Thursday, 21 August 2008

Why Scrap Ofcom?

38 years on this planet, been ripped off 6 times in my life. 5 of these in the last few years all from companies regulated by Ofcom. After the first couple I learnt my lesson, reading contracts, putting everything in writing, all no use. They aren`t required to stick to their contracts, their code of practice, even supply what they advertised, why? Because they don`t have to.

I`m not knocking the companies for this, all companies are there to make a profit. My own boss feels he is restricted in his goal for more money. Child labour laws, health and safety, declaring tax, national insurance, contracts, actually paying tax, the FSA, the ASA etc. Its hard to ride in to town and fleece all the locals in this day and age. You cant even mis-sell pensions or timeshare holiday homes any more. How can you make a dishonest living in this day and age?
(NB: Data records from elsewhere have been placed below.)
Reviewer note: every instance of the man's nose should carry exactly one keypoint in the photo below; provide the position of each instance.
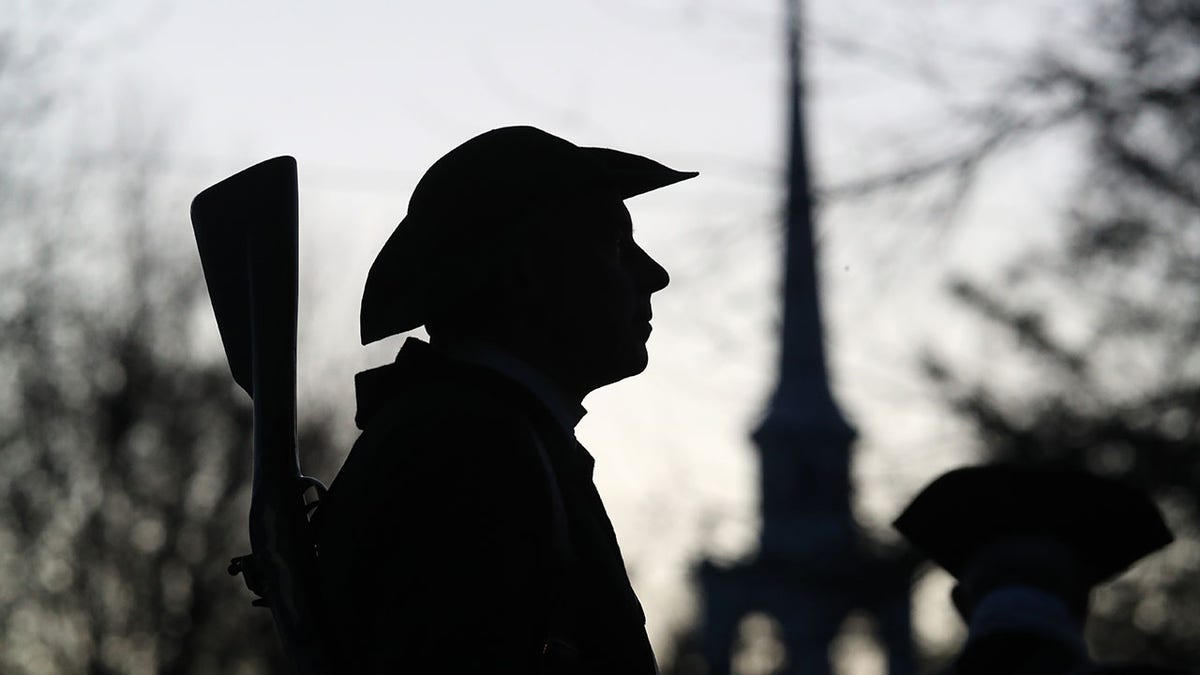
(652, 275)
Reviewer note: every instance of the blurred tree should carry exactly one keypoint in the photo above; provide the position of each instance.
(1107, 368)
(124, 443)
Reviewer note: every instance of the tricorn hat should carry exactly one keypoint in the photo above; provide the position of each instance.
(1108, 524)
(465, 209)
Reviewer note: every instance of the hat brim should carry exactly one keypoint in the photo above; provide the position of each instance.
(399, 285)
(1108, 524)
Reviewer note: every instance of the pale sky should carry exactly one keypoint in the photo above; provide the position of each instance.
(367, 94)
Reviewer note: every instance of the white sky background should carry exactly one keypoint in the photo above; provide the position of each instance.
(367, 94)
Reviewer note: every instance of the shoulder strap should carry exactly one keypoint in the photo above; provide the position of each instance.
(557, 653)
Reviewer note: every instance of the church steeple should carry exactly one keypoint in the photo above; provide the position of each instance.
(804, 440)
(811, 568)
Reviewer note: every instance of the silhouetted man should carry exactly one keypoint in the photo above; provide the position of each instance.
(1027, 547)
(463, 532)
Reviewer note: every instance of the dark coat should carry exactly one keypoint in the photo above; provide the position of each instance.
(438, 545)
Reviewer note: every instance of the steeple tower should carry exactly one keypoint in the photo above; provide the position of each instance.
(813, 566)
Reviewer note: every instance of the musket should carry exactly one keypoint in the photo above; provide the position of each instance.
(246, 233)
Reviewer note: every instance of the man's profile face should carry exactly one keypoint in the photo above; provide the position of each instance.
(599, 286)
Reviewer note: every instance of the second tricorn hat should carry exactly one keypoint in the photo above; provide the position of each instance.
(1108, 524)
(463, 209)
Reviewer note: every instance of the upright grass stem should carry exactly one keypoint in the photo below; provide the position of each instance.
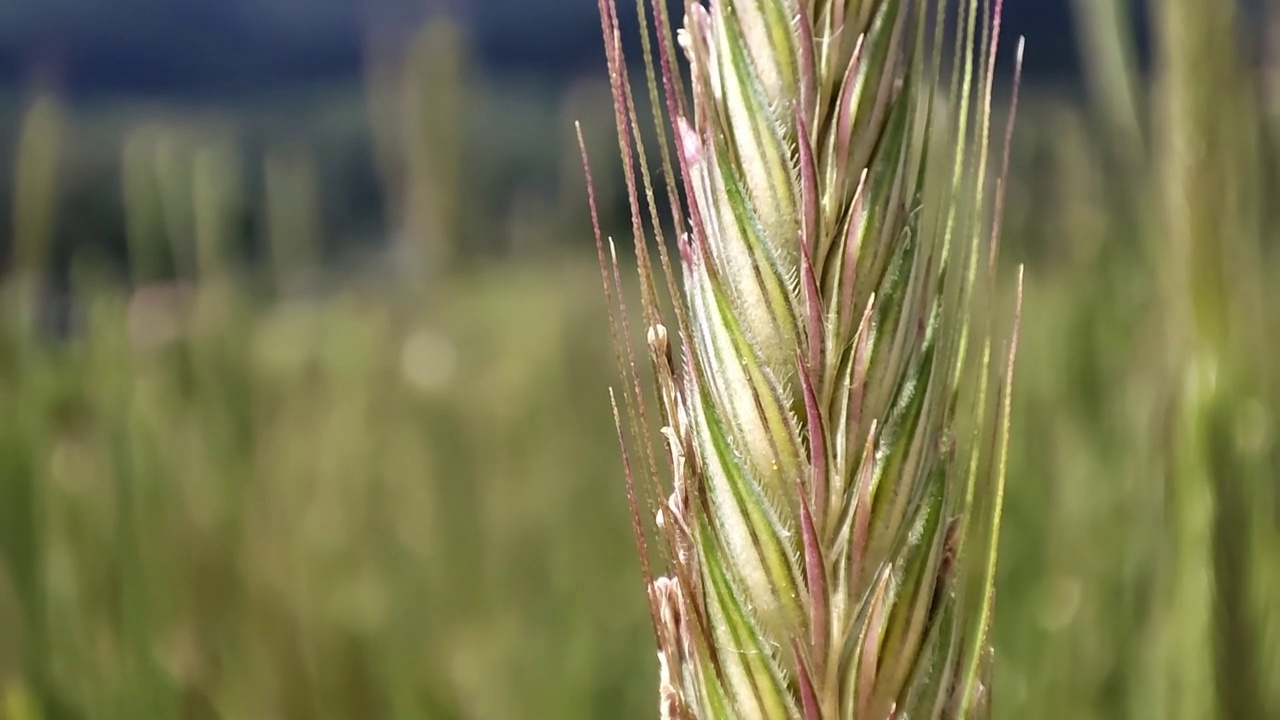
(832, 419)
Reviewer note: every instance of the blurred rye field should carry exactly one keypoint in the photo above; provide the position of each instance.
(257, 470)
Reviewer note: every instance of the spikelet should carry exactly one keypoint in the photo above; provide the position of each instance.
(833, 424)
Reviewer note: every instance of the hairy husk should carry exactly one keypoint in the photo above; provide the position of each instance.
(833, 423)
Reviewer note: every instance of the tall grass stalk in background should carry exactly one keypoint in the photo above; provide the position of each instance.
(835, 424)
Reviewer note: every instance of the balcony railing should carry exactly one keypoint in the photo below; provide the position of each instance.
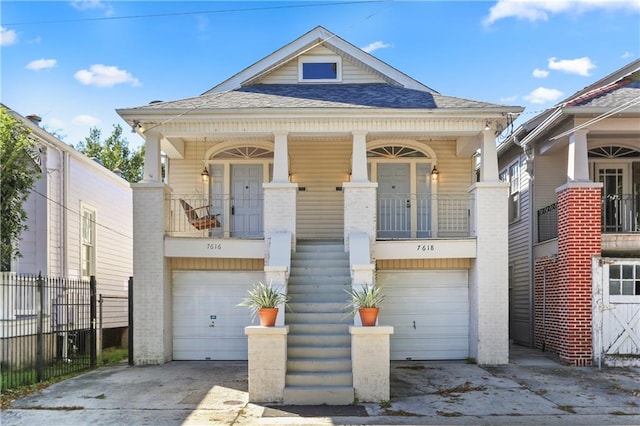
(424, 216)
(620, 215)
(221, 216)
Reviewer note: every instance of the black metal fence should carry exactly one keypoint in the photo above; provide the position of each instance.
(47, 328)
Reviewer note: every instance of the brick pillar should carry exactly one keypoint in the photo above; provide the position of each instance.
(579, 239)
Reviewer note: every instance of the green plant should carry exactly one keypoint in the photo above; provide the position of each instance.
(263, 296)
(367, 296)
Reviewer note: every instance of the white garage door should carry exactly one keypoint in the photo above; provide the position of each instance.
(207, 324)
(429, 311)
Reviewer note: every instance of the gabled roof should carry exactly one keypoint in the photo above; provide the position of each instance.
(317, 36)
(372, 95)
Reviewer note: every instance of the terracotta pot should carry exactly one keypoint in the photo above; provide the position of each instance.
(369, 316)
(268, 316)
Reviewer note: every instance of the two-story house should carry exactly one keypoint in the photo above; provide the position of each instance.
(79, 218)
(315, 168)
(574, 224)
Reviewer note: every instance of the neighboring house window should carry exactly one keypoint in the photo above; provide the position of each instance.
(88, 242)
(512, 175)
(320, 69)
(624, 280)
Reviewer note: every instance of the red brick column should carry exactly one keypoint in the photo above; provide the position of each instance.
(579, 238)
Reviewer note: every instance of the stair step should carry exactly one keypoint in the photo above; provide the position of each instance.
(318, 395)
(318, 352)
(295, 317)
(318, 364)
(318, 340)
(313, 378)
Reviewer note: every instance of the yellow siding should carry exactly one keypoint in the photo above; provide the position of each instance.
(216, 264)
(351, 73)
(320, 167)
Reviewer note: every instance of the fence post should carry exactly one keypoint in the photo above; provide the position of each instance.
(40, 331)
(130, 336)
(92, 339)
(100, 330)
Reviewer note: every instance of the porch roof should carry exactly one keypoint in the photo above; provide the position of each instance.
(360, 96)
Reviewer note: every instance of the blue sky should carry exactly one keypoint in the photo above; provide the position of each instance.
(73, 63)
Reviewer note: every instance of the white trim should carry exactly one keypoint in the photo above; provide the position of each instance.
(315, 59)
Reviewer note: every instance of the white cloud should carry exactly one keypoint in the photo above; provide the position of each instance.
(376, 45)
(85, 120)
(538, 73)
(508, 99)
(7, 37)
(56, 123)
(579, 66)
(542, 95)
(41, 64)
(540, 10)
(105, 76)
(93, 4)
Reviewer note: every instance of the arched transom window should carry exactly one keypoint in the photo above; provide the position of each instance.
(613, 152)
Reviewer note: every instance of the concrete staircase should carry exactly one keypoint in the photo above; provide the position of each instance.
(319, 344)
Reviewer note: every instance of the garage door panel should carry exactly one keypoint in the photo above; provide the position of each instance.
(429, 311)
(207, 323)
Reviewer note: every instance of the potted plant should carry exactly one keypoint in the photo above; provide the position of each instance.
(263, 301)
(366, 302)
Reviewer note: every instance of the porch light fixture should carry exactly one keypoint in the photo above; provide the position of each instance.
(434, 174)
(204, 175)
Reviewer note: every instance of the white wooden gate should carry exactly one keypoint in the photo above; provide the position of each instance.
(616, 311)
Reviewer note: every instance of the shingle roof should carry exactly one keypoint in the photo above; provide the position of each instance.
(616, 94)
(373, 95)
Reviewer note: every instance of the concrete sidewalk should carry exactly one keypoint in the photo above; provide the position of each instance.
(532, 390)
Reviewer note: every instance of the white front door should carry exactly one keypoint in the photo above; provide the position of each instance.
(394, 200)
(246, 200)
(429, 311)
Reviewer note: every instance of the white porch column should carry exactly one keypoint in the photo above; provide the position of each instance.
(578, 159)
(489, 157)
(152, 318)
(359, 157)
(489, 276)
(152, 161)
(280, 158)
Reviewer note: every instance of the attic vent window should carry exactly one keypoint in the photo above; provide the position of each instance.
(320, 69)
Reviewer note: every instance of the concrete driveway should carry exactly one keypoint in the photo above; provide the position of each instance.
(531, 390)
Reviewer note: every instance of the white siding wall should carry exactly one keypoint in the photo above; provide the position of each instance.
(351, 73)
(111, 198)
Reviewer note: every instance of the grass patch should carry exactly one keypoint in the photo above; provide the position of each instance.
(465, 387)
(109, 357)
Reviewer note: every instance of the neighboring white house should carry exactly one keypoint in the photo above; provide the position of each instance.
(321, 143)
(79, 218)
(574, 224)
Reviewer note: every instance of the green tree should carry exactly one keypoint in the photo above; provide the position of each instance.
(18, 172)
(114, 153)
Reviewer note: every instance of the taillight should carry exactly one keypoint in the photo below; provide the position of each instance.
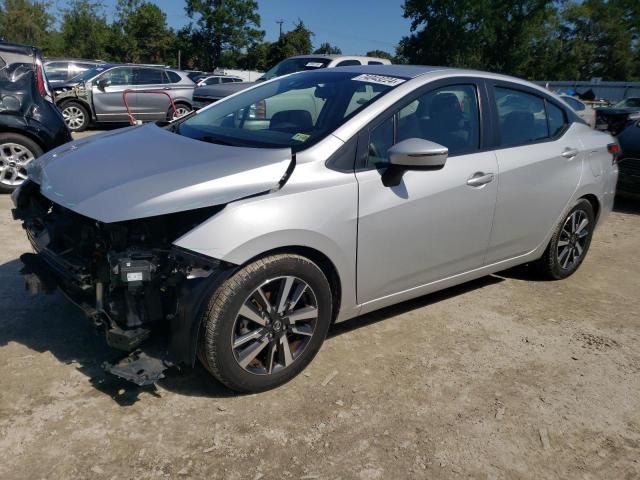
(42, 90)
(614, 150)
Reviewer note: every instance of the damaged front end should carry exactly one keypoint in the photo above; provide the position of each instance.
(144, 293)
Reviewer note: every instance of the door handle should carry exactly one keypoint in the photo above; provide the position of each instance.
(479, 179)
(570, 152)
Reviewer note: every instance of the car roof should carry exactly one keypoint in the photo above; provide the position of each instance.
(85, 60)
(333, 56)
(413, 71)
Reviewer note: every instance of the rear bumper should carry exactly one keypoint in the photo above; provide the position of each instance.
(629, 176)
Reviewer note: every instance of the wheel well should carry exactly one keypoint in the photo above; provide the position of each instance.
(24, 133)
(323, 262)
(595, 203)
(62, 103)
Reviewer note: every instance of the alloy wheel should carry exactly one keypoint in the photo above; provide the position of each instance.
(274, 325)
(14, 159)
(573, 239)
(73, 116)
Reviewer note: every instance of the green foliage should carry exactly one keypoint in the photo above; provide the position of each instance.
(85, 20)
(140, 33)
(229, 26)
(537, 39)
(293, 42)
(25, 21)
(327, 49)
(380, 54)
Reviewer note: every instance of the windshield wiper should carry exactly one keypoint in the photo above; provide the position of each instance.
(217, 141)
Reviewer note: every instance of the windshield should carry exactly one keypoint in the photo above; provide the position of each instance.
(89, 74)
(293, 111)
(293, 65)
(628, 103)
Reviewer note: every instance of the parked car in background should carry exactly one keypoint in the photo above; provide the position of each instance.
(205, 95)
(97, 95)
(61, 70)
(30, 124)
(616, 118)
(584, 111)
(193, 74)
(240, 240)
(629, 159)
(215, 80)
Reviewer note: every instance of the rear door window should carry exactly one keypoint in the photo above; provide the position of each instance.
(149, 76)
(173, 77)
(525, 118)
(118, 76)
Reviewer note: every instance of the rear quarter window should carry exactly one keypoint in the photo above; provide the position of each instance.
(173, 77)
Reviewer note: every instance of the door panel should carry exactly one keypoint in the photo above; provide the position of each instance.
(151, 106)
(108, 103)
(431, 226)
(536, 183)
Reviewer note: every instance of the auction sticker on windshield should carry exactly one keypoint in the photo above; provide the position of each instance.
(380, 79)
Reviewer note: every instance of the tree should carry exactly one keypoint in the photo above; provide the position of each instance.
(327, 49)
(380, 54)
(498, 36)
(25, 21)
(224, 25)
(293, 42)
(85, 20)
(601, 38)
(141, 34)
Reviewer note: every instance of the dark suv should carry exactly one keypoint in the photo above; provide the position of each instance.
(30, 124)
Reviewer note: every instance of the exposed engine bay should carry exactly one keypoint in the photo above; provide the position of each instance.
(126, 276)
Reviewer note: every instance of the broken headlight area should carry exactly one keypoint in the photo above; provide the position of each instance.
(127, 277)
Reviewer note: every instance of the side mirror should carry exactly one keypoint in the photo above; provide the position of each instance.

The only wild west left in the UK today is the communications industry. Regulated by a spineless lapdog called Ofcom you are still free to operate outside the law. Yeah one or two padantic nerds will take you to the small claims court, but from my experience it will take them a minium of 9 months, whilst over 2 years is more common. Given that less than 2% will really see this thru to the end the profits can be massive.

For example:-
Virgin Media stated in its code of practice that itemised phone bills are free. They then charged me £3.75 each month for the privilage. I argued that it was a free service, they stated no, it is only mentioned in our code of practice. They were right, I cannot enforce a code of practice, only the regulator Ofcom can enforce a code. I wrote to Ofcom, they replied "we do not deal with individual cases". If all of their 7 million customers were charged £3.75 for one month they would generate over £26 million in a month, £315 million in a year. Virgin Media aren`t stupid, do this for a year and people would get wise, they would get bad PR. But if people dont check their bill, cant understand the deliberately complicated bill, fail to complain, or complain but only over the phone without written corrospondance, then its easy money.

The downside? In other industries the regulator would kick their arse for such dishonest tactics, and make them repay the money wiping out any profit. By if your regulator is Ofcom, you have nothing to lose.